CRN also wrote about “lessons learned,” although they came up with 10 of them. Their first point is that “Cloud outages are going to happen…and if you can’t stand the outage, get out of the cloud.” They go on to talk about not putting “Blind Trust” in the cloud, and to point out that management and maintenance are still required – “it’s not a ‘set it and forget it’ environment.”

And it’s not like this is the first time people have been affected by a failure in the cloud:

  • Amazon had a significant outage of their S3 online storage service back in July, 2008. Their northern Virginia data center was affected by a lightning strike in July of 2009, and another power issue affected “some instances in its US-EAST-1 availability zone” in December of 2009.
  • Gmail experienced a system-wide outage for a period of time in August, 2008, then was down again for over 1 ½ hours in September, 2009.
  • The Microsoft/Danger outage in October, 2009, caused a lot of T-Mobile customers to lose personal information that was stored on their Sidekick devices, including contacts, calendar entries, to-do lists, and photos.
  • In January, 2010, failure of a UPS took several hundred servers offline for hours at a Rackspace data center in London. (Rackspace also had a couple of service-affecting failures in their Dallas area data center in 2009.)
  • Salesforce.com users have suffered repeatedly from service outages over the last several years.

This takes me back to a comment made by one of our former customers, who was the CIO of a local insurance company, and who later joined our engineering team for a while. Speaking of the ASPs of a decade ago, he stated, “I wouldn’t trust my critical data to any of them – because I don’t believe that any of them care as much about my data as I do. And until they can convince me that they do, and show me the processes and procedures they have in place to protect it, they’re not getting my data!”
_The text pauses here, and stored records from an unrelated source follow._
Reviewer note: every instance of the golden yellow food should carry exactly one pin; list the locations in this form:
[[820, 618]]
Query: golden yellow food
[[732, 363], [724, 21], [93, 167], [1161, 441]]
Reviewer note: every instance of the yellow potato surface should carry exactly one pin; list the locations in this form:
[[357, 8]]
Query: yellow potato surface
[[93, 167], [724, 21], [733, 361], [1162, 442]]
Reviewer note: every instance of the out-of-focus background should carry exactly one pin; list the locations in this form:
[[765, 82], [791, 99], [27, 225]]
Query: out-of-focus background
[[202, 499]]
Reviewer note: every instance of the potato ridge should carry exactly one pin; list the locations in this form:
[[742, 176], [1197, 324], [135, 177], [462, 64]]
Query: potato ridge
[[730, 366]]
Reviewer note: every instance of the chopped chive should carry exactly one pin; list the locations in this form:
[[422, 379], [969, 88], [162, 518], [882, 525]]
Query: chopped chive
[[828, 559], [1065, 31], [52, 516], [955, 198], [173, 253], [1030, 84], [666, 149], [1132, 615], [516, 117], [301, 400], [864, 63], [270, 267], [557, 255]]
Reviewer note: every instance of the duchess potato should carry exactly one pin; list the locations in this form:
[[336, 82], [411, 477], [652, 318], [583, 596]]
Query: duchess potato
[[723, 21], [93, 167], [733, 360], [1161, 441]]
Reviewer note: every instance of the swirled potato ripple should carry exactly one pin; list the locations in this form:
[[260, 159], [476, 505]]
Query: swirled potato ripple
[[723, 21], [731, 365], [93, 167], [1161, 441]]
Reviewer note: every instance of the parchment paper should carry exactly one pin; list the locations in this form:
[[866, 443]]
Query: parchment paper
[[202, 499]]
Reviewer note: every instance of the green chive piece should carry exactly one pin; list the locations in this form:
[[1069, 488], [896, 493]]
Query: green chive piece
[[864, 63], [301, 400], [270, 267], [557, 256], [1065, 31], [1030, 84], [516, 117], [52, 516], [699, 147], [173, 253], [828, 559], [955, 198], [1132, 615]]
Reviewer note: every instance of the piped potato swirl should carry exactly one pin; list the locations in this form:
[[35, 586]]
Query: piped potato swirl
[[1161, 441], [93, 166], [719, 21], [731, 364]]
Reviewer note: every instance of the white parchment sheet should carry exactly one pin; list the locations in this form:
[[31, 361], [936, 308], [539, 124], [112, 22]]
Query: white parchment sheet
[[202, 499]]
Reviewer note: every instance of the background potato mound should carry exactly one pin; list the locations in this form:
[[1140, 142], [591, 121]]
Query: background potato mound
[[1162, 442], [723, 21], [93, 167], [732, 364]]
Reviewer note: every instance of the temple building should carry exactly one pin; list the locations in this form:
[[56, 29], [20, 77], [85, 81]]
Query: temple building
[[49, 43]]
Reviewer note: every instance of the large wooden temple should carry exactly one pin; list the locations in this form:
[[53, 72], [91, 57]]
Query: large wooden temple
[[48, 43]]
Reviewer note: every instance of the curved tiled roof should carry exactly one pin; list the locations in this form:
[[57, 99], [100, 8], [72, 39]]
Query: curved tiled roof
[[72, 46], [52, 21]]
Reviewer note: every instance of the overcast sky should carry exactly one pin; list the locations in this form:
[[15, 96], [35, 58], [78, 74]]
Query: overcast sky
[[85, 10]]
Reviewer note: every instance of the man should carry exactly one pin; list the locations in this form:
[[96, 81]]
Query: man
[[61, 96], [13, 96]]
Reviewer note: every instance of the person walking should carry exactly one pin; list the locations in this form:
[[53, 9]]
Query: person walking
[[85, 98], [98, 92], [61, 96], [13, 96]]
Don’t get me wrong – the “Cloud” (however you choose to define it…and that’s part of the problem) has its place. Cloud services are becoming more affordable, and more reliable. But, as one solution provider quoted in the CRN “lessons learned” article put it, “Just because I can move it into the cloud, that doesn’t mean I can ignore it. It still needs to be managed. It still needs to be maintained.” Never forget that it’s your data, and no one cares about it as much as you do, no matter what they tell you. Forrester analyst Rachel Dines may have said it best in her blog entry from last week: “ASSUME NOTHING. Your cloud provider isn’t in charge of your disaster recovery plan, YOU ARE!” (She also lists several really good questions you should ask your cloud provider.)

Cloud technologies can solve specific problems for you, and can provide some additional, and valuable, tools for your IT toolbox. But you dare not assume that all of your problems will automagically disappear just because you put all your stuff in the cloud. It’s still your stuff, and ultimately your responsibility.